Sidelines: this week in sports

Photo Credit: Sportsnet

Photo Credit: Sportsnet

Marner finally signs … Leafs’ fans rejoice?

Well it’s finally over. The Mitch Marner contract saga came to an end on Friday, when the 22 year old winger signed a six-year, $65 million contract with an AAV of $10.893 million. This whole scenario was all too familiar for both Leafs fans and management, who were in the same situation with William Nylander this time last year. Unlike Nylander, however, Marner was able to come to an agreement before the season started. No doubt Nylander’s slow start last year was a big factor as to why all parties were anxious to agree on a deal before the season. But all that’s in the past now, as Leafs’ GM and SPMA Hall-of-Famer Kyle Dubas officially locked up the Leafs’ core, with Auston Matthews and his glorious mustache, John Tavares, William Nylander and now Marner all under contract until at least 2024. Now I’m not a hockey expert by any means, so I won’t try to speculate on the fairness of Marner’s new deal (I would also be exiled from my program if I were to speak poorly of Dubas), but as a Leafs fan who watched Vesa Toskala flop around in net for two years, I will say this: the Boston Red Sox just fired their President not even a year after winning the World Series, and the general reaction from Red Sox fans has pretty much been, ‘eh, that’s a shame.’ The Red Sox went 86 years without a championship, and then all of a sudden won four in the past 15 years. Are they indefinitely screwed for the foreseeable future? Probably. But no Red Sox fan should get too torn up about that (emphasis on should — they probably will, they’re Boston fans), because they can just look at those four banners every time they go to Fenway. The Leafs’ Cup drought is older than my parents, and I’m all in for overpaying players if it means ending it. Good to have you back Mitchy, now go score 100 points please.
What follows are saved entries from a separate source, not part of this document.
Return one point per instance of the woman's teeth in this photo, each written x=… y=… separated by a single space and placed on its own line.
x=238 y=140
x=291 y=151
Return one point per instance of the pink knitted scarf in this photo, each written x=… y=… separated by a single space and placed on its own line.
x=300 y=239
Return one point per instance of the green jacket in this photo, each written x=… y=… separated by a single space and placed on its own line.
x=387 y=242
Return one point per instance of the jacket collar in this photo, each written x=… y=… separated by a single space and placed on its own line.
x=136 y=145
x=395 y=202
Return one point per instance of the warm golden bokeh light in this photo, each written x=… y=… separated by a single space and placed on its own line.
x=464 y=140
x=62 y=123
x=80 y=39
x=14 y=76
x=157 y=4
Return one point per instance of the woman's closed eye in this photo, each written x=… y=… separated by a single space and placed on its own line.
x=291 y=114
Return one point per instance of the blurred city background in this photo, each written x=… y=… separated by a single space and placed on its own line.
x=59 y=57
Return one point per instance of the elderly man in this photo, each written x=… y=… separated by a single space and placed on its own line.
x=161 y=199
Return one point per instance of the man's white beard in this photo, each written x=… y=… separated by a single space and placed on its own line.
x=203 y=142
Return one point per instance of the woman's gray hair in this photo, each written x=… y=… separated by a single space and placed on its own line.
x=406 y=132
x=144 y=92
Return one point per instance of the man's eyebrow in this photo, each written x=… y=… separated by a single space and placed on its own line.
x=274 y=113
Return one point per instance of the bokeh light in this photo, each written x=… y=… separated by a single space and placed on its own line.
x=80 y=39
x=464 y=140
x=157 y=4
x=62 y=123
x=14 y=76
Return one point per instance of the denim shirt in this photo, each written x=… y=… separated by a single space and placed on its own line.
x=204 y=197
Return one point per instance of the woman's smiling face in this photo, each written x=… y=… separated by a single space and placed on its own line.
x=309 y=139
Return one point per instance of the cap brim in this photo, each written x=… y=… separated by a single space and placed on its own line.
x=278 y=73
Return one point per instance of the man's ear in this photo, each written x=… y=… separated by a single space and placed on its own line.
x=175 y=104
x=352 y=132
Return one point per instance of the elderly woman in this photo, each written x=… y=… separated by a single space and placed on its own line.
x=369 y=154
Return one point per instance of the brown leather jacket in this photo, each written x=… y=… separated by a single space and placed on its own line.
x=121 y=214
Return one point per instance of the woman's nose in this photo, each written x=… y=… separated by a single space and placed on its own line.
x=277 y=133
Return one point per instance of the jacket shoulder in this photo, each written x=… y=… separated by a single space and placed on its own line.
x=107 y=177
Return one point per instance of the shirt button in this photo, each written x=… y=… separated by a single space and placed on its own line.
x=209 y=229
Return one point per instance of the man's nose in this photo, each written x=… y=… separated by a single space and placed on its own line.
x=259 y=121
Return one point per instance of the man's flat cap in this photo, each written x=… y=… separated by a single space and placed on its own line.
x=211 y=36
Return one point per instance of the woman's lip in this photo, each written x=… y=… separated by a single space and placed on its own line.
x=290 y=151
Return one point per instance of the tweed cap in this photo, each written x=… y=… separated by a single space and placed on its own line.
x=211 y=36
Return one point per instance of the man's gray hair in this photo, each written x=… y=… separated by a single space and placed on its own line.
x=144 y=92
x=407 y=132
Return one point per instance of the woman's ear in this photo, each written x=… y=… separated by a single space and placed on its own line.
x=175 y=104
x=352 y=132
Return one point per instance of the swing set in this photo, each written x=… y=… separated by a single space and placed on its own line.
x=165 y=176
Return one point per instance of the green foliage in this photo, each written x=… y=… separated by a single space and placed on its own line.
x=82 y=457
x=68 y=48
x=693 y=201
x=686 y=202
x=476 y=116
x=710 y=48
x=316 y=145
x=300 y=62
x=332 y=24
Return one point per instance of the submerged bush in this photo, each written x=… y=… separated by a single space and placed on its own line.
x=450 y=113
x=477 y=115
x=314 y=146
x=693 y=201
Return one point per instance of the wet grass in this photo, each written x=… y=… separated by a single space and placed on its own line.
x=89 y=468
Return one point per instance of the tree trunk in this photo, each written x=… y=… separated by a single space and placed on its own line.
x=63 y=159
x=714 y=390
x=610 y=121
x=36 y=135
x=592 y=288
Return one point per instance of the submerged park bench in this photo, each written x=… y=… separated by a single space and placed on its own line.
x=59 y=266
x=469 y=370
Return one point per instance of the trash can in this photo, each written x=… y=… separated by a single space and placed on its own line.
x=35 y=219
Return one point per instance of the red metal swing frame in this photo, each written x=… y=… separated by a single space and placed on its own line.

Injuries cut season short for likely MVPs

It’s been a busy week for MLB doctors, as the whole league seemingly went down with injuries at the same time. Mike Trout, who is almost certainly going to win his third A.L. MVP award, was ruled out for the season after undergoing surgery to fix a nerve issue in his right foot. The likely N.L. MVP, Christian Yelich, broke his kneecap after fouling a ball off of it on Tuesday. Yelich is now done for the season, and without Milwaukee’s best player in the lineup everyday, the chances of a Brewers’ Wild Card berth just took a big hit. Speaking of taking a big hit, there was a scary scene in Atlanta on Saturday when Charlie Culberson was hit square in the nose by a fastball while attempting to bunt. He was immediately given multiple towels to cover the mess, and left the game to go right to the hospital. Even more so, the home plate umpire called a strike on the play, as Culberson technically never pulled his bat away in time. Braves manager Brian Snitker blew up in the ump’s face and was ejected moments later. In Blue Jays land, left-handed reliever Tim Mayza tore his UCL during the first game of a series with New York, and will require Tommy John surgery while missing the rest of 2019, and the entire 2020 season. It was tough to watch Mayza go down, as after throwing a wild pitch that missed the plate by about 20 feet, Mayza immediately reached for his elbow and fell to his knees in tears. While relief pitchers seem to change teams on a yearly basis, you never want to see anyone go down like that; hopefully the Jays will do the right thing and bring him back next year to rehab with the team. Not to take a page out of Kawhi Leonard’s book, but Mayza made just 37 appearances with the club in 2018, compared to a team leading 68 this year. Now of course hindsight is 20/20, but perhaps manager Charlie Montoyo should’ve looked elsewhere considering the Jays are eliminated from playoff contention and have an enlarged September roster. If Trout’s injury wasn’t enough, the Angels’ two-way phenom Shohei Ohtani will need season-ending knee surgery to fix a rare knee condition called a bipartite patella — essentially his kneecap was made up of two bones (instead of one) as they never fused as an infant. Weird, but a bit concerning considering that in each of his two MLB seasons he was shut down early with a season-ending surgery (he underwent Tommy John last year). Hopefully he can bounce back and help lead the Angels to another fourth place finish next year.